One of the most difficult things about doing animal cognition research is that it’s impossible to get reflective feedback from animals. We can’t ask them, “What strategy did you use to figure out this problem?” or “Why did you come up with this particular answer?” This kind of feedback could be useful because, in addition to investigating whether an animal possesses a particular cognitive ability, researchers must also verify that the ability that an animal appears to demonstrate actually is the ability in question.
Perhaps the most famous example of the importance of this is the case of Clever Hans. In the early 1900s, a teacher named Wilhelm von Osten claimed to have taught his horse, Clever Hans, to do arithmetic and tell time, among other cognitive tasks. von Osten would pose a problem to Clever Hans, who would then tap out the answer with his hoof. The pair traveled around their native Germany, exhibiting Clever Hans’s “abilities”.
Eventually a psychologist, Oskar Pfungst, decided to study Clever Hans. Pfungst found that Clever Hans didn’t possess any of his purported abilities; rather, he relied solely on the body language of von Osten and the audiences he performed for. As Clever Hans’s taps approached the correct answer, the postures of the people around him got tenser and tenser. When he reached the correct answer, the tension was released, visibly changing the peoples’ postures. Clever Hans had learned to stop tapping when he saw this change (which really is clever, just not in the way von Osten thought). Pfungst found that Clever Hans was nowhere near accurate when he couldn’t see anyone as he answered, or when the people around him didn’t know the answer to the question.
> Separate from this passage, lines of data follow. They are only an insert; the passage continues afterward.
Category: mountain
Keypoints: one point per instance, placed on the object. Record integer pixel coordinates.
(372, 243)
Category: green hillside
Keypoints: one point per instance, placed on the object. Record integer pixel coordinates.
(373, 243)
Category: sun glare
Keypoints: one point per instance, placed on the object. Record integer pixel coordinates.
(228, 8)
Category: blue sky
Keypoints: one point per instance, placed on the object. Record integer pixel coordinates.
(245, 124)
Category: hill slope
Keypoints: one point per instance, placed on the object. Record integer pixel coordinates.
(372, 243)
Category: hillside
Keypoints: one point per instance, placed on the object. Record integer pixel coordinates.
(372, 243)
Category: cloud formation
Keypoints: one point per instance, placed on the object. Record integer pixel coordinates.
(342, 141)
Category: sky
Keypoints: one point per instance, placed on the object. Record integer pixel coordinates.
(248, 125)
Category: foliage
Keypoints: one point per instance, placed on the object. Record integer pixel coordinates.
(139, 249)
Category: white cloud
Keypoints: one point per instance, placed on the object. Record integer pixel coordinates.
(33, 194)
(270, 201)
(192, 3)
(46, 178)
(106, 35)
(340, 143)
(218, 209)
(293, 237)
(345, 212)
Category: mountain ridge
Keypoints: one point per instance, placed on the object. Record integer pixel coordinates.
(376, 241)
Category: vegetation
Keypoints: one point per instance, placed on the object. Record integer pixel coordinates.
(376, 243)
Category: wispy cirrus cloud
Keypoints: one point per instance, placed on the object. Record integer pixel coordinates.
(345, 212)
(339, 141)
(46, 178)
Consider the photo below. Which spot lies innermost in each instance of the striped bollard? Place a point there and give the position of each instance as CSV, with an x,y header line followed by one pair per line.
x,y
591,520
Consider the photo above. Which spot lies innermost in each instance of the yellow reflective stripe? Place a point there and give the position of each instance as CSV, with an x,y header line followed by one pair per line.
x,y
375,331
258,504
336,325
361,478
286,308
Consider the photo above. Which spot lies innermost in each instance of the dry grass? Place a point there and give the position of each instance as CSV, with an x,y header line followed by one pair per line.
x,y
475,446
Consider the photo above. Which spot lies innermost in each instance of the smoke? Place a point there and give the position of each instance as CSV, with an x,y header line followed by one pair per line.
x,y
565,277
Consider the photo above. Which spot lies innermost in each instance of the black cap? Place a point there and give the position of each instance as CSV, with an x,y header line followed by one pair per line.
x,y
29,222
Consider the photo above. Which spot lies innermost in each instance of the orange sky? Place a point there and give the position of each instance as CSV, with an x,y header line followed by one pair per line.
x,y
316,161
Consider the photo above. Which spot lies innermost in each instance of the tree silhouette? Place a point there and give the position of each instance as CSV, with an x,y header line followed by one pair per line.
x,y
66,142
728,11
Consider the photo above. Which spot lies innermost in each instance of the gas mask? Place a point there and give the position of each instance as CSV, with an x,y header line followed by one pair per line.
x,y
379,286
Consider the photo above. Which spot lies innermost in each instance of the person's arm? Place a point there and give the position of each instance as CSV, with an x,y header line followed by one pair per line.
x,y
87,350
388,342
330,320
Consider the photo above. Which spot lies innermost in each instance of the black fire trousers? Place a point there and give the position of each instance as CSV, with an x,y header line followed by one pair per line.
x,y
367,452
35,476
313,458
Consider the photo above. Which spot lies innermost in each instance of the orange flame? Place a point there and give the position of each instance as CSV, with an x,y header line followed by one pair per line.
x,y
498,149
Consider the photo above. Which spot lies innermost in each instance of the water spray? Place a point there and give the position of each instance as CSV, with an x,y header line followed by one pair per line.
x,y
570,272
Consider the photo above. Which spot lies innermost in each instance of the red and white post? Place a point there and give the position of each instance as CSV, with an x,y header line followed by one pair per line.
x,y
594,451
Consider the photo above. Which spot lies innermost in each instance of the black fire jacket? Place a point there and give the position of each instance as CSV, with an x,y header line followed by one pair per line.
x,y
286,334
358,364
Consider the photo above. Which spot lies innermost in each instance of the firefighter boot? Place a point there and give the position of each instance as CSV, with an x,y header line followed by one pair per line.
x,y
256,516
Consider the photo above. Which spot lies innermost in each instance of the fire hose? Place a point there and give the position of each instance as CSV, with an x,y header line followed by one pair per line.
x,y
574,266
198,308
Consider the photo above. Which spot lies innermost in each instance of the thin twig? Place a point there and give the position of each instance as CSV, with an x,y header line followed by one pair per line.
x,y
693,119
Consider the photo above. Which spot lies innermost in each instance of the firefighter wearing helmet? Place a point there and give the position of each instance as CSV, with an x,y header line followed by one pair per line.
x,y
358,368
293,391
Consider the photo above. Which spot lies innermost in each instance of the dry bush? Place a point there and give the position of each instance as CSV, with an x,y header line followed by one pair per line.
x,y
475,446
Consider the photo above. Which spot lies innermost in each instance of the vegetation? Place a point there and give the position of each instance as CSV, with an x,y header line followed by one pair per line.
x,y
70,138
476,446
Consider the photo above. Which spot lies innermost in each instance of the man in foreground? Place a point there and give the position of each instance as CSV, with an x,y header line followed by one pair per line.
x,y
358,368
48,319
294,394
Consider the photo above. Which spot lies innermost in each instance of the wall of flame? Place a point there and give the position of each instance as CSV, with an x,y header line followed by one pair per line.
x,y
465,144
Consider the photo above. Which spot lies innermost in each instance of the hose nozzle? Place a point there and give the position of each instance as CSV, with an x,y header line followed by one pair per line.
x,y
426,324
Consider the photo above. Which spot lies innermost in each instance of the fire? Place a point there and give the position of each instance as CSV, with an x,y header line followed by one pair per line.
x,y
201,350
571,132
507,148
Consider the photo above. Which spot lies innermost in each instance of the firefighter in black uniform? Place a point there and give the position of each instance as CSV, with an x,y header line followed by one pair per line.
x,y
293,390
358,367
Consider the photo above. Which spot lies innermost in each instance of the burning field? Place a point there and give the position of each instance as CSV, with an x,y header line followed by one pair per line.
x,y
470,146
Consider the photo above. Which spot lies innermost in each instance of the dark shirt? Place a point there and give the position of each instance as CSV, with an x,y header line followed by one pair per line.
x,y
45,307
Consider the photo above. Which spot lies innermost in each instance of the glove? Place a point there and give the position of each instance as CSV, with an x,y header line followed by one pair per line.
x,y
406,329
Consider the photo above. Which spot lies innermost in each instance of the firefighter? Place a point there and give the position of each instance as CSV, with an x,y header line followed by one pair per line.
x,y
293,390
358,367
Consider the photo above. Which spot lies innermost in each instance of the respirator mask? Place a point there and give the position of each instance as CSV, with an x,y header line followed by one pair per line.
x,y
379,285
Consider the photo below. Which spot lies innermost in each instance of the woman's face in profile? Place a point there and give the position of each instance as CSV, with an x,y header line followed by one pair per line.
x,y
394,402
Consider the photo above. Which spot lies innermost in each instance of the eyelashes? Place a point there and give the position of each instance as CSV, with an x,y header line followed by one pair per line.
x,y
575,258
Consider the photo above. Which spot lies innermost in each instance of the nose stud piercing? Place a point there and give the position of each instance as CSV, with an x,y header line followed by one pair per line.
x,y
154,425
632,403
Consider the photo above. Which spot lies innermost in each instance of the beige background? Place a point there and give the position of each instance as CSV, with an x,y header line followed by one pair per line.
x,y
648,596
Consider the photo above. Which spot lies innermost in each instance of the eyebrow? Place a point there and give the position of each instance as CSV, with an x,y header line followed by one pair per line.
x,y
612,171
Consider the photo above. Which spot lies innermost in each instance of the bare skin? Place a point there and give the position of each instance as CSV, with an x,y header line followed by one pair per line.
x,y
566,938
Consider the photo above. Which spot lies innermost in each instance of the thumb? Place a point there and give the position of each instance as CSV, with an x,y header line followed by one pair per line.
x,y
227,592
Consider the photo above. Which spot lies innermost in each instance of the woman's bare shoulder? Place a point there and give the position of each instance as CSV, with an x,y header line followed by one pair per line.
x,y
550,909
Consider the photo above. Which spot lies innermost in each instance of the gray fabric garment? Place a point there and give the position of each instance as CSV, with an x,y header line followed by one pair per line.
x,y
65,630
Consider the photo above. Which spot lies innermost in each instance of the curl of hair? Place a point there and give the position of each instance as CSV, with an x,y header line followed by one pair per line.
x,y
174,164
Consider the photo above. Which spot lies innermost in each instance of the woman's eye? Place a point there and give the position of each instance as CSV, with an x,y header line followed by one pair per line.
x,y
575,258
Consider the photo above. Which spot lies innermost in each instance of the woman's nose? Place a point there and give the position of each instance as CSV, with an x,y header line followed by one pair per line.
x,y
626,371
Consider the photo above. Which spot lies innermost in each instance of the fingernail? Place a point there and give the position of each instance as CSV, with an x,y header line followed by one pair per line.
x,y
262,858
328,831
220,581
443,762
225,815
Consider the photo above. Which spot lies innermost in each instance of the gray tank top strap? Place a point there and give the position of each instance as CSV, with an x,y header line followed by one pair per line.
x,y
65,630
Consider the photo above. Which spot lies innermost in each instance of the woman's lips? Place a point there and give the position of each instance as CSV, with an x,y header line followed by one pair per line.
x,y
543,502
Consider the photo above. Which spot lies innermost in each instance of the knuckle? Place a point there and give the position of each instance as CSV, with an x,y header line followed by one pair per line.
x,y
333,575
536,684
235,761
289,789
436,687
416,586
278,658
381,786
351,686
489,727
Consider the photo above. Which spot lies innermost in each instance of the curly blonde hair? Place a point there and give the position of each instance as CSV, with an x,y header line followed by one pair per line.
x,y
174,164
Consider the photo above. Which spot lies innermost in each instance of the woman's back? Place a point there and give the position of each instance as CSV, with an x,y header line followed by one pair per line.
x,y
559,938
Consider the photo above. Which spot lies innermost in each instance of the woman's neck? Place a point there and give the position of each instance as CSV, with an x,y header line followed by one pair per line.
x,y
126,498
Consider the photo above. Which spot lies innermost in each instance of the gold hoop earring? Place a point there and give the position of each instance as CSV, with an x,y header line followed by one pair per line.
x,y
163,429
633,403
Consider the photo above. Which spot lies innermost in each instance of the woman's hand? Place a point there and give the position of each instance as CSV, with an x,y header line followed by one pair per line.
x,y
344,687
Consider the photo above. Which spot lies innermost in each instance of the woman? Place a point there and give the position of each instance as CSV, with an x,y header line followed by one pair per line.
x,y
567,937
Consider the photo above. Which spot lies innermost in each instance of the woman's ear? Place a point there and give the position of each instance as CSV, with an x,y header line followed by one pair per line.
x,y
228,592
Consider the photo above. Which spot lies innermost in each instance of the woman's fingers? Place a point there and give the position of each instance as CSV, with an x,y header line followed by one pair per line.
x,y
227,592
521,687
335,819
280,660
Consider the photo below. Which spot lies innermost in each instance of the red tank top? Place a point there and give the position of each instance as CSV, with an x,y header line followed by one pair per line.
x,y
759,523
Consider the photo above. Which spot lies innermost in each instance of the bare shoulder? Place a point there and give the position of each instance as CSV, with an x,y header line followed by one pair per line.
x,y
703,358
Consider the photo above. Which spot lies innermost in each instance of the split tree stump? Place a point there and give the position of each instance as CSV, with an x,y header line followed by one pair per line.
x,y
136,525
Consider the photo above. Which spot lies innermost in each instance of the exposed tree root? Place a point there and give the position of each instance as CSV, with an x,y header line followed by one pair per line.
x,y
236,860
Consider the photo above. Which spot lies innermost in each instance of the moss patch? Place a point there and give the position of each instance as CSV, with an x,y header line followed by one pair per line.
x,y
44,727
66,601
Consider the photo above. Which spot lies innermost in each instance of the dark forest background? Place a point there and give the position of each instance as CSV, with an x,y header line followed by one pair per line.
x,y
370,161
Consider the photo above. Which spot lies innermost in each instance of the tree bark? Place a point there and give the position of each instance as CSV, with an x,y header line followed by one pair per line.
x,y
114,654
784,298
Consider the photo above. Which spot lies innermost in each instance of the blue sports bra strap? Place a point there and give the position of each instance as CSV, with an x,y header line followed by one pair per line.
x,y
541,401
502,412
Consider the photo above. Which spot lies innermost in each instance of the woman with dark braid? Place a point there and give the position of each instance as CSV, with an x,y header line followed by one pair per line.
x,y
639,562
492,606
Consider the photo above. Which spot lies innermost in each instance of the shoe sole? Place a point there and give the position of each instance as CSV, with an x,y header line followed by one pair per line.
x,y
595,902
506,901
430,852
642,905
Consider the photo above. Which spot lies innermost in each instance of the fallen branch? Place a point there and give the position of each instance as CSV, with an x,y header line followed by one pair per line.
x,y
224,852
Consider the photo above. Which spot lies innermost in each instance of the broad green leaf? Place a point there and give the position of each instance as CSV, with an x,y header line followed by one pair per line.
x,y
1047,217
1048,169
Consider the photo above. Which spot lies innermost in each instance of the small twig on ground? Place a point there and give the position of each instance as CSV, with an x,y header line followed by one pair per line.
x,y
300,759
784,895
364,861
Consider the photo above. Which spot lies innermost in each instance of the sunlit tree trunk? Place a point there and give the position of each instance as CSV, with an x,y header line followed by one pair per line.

Pfungst took his study a step further by investigating whether humans could respond to body language in the same way as Clever Hans. First, he asked subjects to think of a number, which he would then guess by tapping out the answer. Pfungst found that he was much more accurate than chance, even though he only relied on the body language of the subjects. Moreover, when Pfungst and the subjects switched roles, the subjects were also much more accurate than chance when guessing Pfungst’s number. Knowing what he did about body language, Pfungst attempted to remain as still as possible, but he still made involuntary movements that cued the subjects.
This phenomenon, where an experimenter’s involuntary cues influence a subject’s performance, became known as the Clever Hans Effect (or, more generally, the Observer-Expectancy Effect), and has greatly influenced how we design experiments involving both animals and humans. Some ways to prevent the Clever Hans Effect are for the experimenter to be unaware of the correct answers (a “double-blind” study), or to have the experimenter hidden out of sight of the subject. Either way, the experimenter is unable to inadvertently cue the subject to the correct answer.
While the Clever Hans case warns us specifically of the possibility of experimenters cueing subjects, it also shows the general importance of confirming that subjects are actually demonstrating the ability you’re studying, rather than relying on other cues or strategies. This is especially important when working with animals, since we can’t just ask them to describe their cognitive strategies.
Thanks to Project Gutenberg, Pfungst’s original (translated) paper is available for free online. It looks long, but it’s very interesting and readable.
I’ll continue this short series on experimental design next week with a look at how different training procedures can lead to different results. Plus, our first paper about seal cognition!
Pfungst, Oskar. Clever Hans:(the horse of Mr. Von Osten.) a contribution to experimental animal and human psychology. Holt, Rinehart and Winston, 1911.